Sento em uma mesa também. Todos os dias. Mas não é colorida. É num ambiente neutro, cinzento, e de um cortante frio sintético. Onde não há nomes. Você é o “cara de vendas”, ou o “cara do TI”. O que você é fora do escritório, fora daquela mesa, não importa. E talvez seja porque ninguém é nada além disso.

Eu trabalho. Oito horas por dia. Cinco dias por semana. Não tiro férias. Nunca trabalhei em outro lugar. Nasci e cresci nessa mesma cidadezinha, e nunca vi motivos para sair. É algo paradoxal fazer o que eu faço, ou o que todo mundo no mundo faz. É tudo sempre uma cópia, da cópia, da cópia. E isso por si mesmo é uma cópia. Eu sequer faço parte de um clube da luta.

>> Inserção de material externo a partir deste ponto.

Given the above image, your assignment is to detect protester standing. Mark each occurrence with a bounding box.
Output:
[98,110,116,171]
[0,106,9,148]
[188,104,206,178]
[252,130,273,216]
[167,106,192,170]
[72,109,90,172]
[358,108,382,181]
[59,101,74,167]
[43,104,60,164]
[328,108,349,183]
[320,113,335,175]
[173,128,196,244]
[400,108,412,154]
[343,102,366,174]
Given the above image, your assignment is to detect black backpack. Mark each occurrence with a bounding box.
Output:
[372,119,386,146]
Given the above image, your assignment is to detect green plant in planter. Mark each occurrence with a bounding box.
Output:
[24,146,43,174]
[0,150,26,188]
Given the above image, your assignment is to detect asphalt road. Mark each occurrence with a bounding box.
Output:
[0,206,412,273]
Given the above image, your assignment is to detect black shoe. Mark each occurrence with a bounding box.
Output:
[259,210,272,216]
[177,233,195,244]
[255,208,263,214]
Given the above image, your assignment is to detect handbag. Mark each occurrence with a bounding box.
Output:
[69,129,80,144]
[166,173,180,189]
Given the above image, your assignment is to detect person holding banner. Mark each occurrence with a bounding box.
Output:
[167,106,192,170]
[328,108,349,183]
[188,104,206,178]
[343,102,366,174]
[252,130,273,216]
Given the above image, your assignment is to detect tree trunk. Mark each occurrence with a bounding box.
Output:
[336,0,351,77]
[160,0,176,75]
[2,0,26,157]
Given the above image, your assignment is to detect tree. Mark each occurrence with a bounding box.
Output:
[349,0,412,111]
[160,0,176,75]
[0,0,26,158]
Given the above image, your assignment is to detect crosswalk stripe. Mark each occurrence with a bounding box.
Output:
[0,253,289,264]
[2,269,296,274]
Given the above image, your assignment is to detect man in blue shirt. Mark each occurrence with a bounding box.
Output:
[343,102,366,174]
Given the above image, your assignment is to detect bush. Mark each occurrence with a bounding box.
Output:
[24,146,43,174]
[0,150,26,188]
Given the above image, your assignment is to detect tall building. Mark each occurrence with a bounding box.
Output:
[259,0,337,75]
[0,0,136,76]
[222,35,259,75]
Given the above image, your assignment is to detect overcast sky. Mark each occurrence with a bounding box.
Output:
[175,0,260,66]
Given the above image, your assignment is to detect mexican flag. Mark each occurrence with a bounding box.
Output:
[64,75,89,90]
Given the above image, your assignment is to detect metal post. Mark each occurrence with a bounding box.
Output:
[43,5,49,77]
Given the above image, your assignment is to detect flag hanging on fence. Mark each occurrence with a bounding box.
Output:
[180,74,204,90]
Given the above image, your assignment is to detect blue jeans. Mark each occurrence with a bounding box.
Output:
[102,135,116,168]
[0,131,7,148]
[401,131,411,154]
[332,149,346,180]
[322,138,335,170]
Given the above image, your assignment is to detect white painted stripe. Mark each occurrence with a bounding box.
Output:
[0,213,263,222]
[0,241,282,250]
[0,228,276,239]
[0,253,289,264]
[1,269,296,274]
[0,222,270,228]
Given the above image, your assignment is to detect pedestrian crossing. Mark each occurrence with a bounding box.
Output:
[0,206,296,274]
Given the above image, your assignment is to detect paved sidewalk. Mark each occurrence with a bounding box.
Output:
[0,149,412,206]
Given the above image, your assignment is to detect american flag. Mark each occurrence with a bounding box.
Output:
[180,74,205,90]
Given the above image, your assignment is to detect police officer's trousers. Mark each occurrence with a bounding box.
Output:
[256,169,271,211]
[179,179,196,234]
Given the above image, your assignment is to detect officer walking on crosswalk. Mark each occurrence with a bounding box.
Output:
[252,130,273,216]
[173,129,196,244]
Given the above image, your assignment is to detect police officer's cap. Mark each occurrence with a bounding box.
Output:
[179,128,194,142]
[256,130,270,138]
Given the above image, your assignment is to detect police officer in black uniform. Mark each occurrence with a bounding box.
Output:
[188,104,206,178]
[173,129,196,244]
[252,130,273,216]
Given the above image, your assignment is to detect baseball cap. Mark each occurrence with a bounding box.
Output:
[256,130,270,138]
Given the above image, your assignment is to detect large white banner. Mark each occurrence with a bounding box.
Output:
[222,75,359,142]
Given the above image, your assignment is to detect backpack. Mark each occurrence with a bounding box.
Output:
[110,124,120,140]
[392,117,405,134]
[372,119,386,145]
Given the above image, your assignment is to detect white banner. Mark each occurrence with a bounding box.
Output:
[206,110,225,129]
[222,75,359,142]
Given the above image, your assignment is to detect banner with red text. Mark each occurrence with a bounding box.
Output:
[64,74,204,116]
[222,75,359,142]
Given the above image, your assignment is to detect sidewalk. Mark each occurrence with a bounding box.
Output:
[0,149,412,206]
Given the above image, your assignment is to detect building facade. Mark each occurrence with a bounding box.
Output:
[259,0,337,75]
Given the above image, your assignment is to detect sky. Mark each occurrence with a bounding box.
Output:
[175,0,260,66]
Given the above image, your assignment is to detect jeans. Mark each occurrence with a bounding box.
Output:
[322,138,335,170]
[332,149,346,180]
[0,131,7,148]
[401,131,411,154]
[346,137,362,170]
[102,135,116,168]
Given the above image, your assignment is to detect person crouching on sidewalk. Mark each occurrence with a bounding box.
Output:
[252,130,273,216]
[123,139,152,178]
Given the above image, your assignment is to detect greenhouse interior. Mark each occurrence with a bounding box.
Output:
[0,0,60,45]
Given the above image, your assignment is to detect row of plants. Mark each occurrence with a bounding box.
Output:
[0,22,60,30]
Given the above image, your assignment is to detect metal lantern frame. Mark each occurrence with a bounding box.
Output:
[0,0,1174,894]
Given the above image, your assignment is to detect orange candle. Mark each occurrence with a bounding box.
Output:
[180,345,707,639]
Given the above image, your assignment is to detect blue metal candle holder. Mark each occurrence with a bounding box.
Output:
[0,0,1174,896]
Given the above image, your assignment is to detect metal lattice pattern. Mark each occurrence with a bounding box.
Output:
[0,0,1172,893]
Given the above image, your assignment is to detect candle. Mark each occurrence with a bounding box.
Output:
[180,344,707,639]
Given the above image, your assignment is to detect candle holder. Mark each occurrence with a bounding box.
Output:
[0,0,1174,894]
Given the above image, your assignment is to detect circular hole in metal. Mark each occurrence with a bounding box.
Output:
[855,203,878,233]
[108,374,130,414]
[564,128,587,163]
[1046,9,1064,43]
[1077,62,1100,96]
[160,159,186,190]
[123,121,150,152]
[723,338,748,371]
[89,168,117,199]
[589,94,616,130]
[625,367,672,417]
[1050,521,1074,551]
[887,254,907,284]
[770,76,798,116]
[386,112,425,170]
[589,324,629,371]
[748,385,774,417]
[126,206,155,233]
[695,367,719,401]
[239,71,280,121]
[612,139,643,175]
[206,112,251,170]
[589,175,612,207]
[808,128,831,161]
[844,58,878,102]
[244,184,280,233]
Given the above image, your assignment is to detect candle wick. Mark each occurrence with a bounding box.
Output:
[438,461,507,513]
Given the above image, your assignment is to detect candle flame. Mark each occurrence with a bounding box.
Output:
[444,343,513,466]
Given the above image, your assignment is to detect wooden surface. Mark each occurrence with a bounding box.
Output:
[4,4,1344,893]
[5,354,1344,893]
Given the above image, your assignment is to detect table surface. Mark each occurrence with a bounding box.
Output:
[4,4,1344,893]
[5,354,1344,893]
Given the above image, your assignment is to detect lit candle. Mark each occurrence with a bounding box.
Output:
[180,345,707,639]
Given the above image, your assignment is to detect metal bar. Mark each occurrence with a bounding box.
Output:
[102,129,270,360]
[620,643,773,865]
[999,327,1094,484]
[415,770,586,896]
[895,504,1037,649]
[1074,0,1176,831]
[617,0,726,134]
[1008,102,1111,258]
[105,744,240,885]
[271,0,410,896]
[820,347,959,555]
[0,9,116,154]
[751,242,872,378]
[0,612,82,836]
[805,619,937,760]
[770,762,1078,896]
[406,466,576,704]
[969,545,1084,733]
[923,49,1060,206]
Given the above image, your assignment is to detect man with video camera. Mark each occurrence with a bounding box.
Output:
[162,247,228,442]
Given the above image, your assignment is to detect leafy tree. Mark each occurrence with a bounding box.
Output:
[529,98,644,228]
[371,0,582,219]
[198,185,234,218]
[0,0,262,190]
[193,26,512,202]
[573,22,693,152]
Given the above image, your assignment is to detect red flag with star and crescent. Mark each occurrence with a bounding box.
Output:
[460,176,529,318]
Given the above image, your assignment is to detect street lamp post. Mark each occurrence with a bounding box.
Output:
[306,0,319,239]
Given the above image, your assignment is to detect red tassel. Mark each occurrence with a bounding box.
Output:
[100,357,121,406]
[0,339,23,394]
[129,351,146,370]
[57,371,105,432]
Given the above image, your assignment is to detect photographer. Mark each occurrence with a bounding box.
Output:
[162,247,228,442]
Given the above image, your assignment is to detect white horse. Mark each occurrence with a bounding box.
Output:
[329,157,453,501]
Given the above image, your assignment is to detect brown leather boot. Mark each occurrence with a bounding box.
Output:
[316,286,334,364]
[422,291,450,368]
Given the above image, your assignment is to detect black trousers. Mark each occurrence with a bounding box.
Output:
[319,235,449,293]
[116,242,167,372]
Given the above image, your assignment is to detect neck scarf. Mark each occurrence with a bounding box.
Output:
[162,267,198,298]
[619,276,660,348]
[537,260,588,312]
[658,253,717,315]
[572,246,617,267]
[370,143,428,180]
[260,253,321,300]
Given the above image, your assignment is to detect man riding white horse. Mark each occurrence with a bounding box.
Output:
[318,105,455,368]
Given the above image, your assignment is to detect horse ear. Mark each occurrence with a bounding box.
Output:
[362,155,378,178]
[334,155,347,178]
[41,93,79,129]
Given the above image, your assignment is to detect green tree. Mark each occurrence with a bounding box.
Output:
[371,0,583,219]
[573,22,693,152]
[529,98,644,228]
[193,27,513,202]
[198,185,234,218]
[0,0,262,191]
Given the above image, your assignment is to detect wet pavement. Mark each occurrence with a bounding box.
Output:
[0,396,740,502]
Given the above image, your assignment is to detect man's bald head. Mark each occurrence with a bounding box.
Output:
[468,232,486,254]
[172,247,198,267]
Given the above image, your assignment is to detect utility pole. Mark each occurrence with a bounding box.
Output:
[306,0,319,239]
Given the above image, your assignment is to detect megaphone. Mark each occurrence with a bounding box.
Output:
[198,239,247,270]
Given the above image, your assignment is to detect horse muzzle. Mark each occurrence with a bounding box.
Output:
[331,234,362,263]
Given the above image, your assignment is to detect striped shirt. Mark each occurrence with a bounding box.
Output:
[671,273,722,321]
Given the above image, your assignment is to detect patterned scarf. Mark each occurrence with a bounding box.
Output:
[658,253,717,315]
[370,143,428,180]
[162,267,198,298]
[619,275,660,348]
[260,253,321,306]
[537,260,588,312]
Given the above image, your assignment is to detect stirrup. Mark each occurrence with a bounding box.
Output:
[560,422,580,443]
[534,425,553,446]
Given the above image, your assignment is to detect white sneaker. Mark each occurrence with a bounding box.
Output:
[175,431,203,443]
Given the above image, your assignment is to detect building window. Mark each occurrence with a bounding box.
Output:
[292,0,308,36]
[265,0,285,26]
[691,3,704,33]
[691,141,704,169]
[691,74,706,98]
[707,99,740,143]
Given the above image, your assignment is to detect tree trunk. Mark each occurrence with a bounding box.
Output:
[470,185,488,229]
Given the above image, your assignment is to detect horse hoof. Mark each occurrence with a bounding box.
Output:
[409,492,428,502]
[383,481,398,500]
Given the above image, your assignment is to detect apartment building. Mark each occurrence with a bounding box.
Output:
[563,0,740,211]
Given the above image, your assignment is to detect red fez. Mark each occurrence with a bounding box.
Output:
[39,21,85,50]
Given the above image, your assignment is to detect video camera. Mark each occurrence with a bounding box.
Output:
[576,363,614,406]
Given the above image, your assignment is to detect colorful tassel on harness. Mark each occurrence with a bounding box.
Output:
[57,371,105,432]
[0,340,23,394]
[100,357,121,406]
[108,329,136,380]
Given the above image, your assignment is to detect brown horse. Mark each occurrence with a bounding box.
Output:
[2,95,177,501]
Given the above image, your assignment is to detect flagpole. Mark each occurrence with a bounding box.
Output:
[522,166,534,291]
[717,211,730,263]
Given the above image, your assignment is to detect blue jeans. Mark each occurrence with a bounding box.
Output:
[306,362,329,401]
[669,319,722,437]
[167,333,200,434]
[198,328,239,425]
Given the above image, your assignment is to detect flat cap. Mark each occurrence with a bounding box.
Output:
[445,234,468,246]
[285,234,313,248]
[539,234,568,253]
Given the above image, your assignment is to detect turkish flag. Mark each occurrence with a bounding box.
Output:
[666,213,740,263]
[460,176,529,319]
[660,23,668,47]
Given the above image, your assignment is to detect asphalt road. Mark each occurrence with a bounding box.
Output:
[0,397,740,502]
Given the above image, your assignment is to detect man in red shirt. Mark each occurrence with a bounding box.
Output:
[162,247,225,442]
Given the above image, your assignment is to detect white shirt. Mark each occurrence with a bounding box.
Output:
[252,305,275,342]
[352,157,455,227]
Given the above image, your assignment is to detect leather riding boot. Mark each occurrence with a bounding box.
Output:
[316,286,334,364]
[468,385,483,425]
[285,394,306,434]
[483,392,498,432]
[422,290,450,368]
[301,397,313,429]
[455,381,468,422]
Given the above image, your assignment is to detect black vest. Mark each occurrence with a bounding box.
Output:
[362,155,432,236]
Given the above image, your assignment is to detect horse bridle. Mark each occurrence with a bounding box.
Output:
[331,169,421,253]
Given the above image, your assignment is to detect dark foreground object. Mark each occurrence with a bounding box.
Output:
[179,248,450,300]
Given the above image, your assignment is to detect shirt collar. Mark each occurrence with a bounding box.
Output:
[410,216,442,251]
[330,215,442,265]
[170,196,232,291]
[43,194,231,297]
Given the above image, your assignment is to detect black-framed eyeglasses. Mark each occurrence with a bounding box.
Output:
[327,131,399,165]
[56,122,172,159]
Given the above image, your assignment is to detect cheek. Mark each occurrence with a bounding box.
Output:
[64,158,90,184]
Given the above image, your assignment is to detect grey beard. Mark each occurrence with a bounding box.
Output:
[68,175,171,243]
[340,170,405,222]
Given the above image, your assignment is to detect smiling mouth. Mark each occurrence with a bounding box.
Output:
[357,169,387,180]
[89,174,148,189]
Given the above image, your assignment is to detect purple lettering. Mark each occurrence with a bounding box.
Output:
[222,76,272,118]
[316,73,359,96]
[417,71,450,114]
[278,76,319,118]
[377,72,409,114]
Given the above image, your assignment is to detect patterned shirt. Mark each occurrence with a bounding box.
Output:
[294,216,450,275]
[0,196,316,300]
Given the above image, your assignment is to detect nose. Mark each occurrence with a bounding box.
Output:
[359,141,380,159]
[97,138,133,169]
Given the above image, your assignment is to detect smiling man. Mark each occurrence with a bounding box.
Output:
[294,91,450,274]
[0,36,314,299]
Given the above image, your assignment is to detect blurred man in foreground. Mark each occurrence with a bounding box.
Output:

O ciclo vicioso da vida do homem pós-moderno. Trabalho, casa, compras, dívidas, mais trabalho, mais casa, mais compras, mais dívidas. Lentamente, o brilho se esvai dos olhos e se parece sempre cansado e infeliz. Lentamente, o seu emprego suga a sua essência até você não ser mais do que a sua mesa.

E a mesa é sempre limpa, cinzenta e lisa.

Mas a dela não.

Eu não soube dizer quando comecei a me incomodar com aquela mesa. No início foi com um brinquedinho, e dia após dia novas coisinhas apareciam para enfeitar. O que ela estava pensando? Que poderia ser diferente de nós? Que era melhor?

Ela não era a “moça de vendas” ou a “moça do TI”. Era Amanda. Tinha brilho nos olhos e trazia luminosidade com o seu caminhar. Tinha a habilidade de rir. E aproveitava o som da própria risada.

Eu odiava ela, a sua mesinha multicolorida e cheia de personalidade. Mas a sua risada me fez sorrir.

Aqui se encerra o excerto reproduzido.